BRUNSWICK — Brunswick town officials on Monday corrected a zoning mistake that inadvertently prohibited retail marijuana from setting up shop anywhere in town.
Meanwhile, Brunswick’s two at-large councilors said they hope to see the zoning relaxed further in the future.
The issue surfaced in May after the planning board tabled the town’s first application for a retail marijuana store, determining that the establishment would significantly and negatively impact traffic around the proposed site at 4 Business Parkway.
According to the ordinance criteria, a proposed use could not create “significantly more vehicular traffic” than the uses currently within 300 feet of the proposed site or create “additional adverse impacts” on any use or structure within the same distance.
In Brunswick, retail recreational marijuana is only allowed in industrial zones, but according to Matt Panfil, director of planning and development, by nature, a retail store is going to generate significantly more traffic than any industrial use.
“The unintended consequence of the prior conditional use standards effectively zoned adult retail uses out of existence,” Leah Rachin, an attorney representing GJoris LLC said in an email Tuesday.
Revisions passed unanimously by the council Monday night stipulate instead that traffic will not “be greater than would occur from any uses designated as a permitted use or conditional use within the same zoning district.”

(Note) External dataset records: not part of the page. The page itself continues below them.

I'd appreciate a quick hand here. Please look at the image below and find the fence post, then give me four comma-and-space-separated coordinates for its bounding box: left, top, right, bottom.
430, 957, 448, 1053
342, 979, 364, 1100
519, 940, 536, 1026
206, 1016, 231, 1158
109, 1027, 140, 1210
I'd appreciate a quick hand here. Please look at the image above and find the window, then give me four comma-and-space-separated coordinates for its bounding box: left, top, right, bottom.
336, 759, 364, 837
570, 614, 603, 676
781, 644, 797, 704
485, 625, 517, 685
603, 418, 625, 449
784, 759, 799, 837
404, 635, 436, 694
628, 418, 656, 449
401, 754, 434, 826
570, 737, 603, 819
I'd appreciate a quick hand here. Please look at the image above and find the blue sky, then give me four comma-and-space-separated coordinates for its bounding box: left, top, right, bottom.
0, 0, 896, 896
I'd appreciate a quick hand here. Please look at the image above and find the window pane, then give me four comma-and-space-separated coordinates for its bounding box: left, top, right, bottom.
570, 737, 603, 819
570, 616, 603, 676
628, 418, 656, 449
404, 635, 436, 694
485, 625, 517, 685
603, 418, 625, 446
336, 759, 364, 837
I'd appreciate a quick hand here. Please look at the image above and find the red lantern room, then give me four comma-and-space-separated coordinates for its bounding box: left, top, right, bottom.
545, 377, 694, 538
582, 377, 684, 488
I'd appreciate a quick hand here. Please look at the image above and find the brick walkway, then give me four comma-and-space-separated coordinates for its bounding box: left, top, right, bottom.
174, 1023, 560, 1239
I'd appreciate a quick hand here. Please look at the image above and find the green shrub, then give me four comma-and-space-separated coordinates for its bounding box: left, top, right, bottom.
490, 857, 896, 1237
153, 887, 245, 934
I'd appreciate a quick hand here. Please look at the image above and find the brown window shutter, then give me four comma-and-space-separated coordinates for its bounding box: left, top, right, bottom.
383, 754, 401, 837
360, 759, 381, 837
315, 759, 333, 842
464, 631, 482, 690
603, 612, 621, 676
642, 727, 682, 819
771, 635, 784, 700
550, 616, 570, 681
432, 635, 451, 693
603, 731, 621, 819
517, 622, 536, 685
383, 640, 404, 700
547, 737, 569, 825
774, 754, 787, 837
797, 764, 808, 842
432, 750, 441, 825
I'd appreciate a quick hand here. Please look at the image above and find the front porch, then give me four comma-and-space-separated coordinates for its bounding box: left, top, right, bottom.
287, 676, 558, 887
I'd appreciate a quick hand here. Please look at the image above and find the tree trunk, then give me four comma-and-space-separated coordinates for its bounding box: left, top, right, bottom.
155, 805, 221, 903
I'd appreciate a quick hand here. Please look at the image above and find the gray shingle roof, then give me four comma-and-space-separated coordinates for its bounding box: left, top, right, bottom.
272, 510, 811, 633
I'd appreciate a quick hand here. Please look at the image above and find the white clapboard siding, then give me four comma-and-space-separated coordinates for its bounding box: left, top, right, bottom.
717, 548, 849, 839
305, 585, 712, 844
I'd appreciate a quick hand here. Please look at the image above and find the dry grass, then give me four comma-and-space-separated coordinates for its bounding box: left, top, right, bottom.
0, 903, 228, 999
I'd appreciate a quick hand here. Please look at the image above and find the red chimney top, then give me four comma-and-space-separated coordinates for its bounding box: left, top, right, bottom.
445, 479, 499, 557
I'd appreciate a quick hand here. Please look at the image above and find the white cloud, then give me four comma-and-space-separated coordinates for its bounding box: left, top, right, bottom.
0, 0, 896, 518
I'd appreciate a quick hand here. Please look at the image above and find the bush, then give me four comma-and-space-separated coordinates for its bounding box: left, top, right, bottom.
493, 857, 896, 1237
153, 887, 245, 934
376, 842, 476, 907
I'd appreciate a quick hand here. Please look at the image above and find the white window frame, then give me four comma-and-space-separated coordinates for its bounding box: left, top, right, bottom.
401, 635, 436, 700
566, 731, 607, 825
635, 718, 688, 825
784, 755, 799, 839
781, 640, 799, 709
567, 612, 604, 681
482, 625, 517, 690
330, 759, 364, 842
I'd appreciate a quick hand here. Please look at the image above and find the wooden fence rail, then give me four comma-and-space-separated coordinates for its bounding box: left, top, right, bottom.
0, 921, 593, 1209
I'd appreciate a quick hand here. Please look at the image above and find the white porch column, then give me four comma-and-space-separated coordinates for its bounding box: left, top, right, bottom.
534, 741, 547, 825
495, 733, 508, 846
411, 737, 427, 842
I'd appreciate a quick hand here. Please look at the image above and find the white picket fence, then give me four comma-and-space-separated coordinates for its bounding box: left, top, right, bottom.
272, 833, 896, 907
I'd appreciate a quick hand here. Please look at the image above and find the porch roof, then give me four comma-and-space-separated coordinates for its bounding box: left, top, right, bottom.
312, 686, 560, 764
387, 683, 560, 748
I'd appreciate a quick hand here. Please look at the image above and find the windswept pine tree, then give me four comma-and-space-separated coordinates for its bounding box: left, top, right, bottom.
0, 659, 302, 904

It also dictates that the proposed use will not “impose an unreasonable burden” on existing or planned municipal services, utilities or other necessary facilities and will “further the planning goals of the adopted Town of Brunswick Comprehensive Plan.”
Since the original application was tabled and not denied, Rachin said DiPersia’s application can proceed now that the criteria have been amended.
The new language will go into effect in 30 days and to apply under the new criteria they will have to put in a new application, Panfil said.
Though the changes concern all businesses seeking a conditional use permit, the matter only came up because of retail marijuana, councilor Kathy Wilson said, and “the bottom line is we’re talking about whether we’re going to allow a recreational marijuana store. We know why this came up.”
“We worked ourselves into our own corner,” she said. “We brought ourselves into this by being too restrictive.”
Ideally, Wilson would like to see cannabis retail zoned the same way as alcohol, and said it put an unfair burden on marijuana retailers.
“If we told someone selling wine or beer that was the only place they could sell it, everybody would be up in arms,” she said. “People don’t think of this as a legal thing and it is.”
“We’ve worked ourselves into our own corner,” she added “Somehow we have to allow this to happen.”
Councilor Dan Ankeles agreed, calling the issue “completely over-stigmatized.”
“I know we’re talking about conditional uses but we’re already in the wrong direction when it comes to zoning for cannabis sales,” he said, adding that the conversation could be “a great segue into a complete reconsideration into what a previous council did,” referring to the marijuana ordinance passed in 2018.
Despite legalizing it nearly four years ago, it will still be another two months before Maine will open its recreational marijuana market to public sales, the Portland Press Herald reported last week. The Maine Office of Marijuana Policy will announce its first round of fully licensed testing labs, cultivation facilities, manufacturing plants and retail stores on Sept. 8. They can open Oct. 9.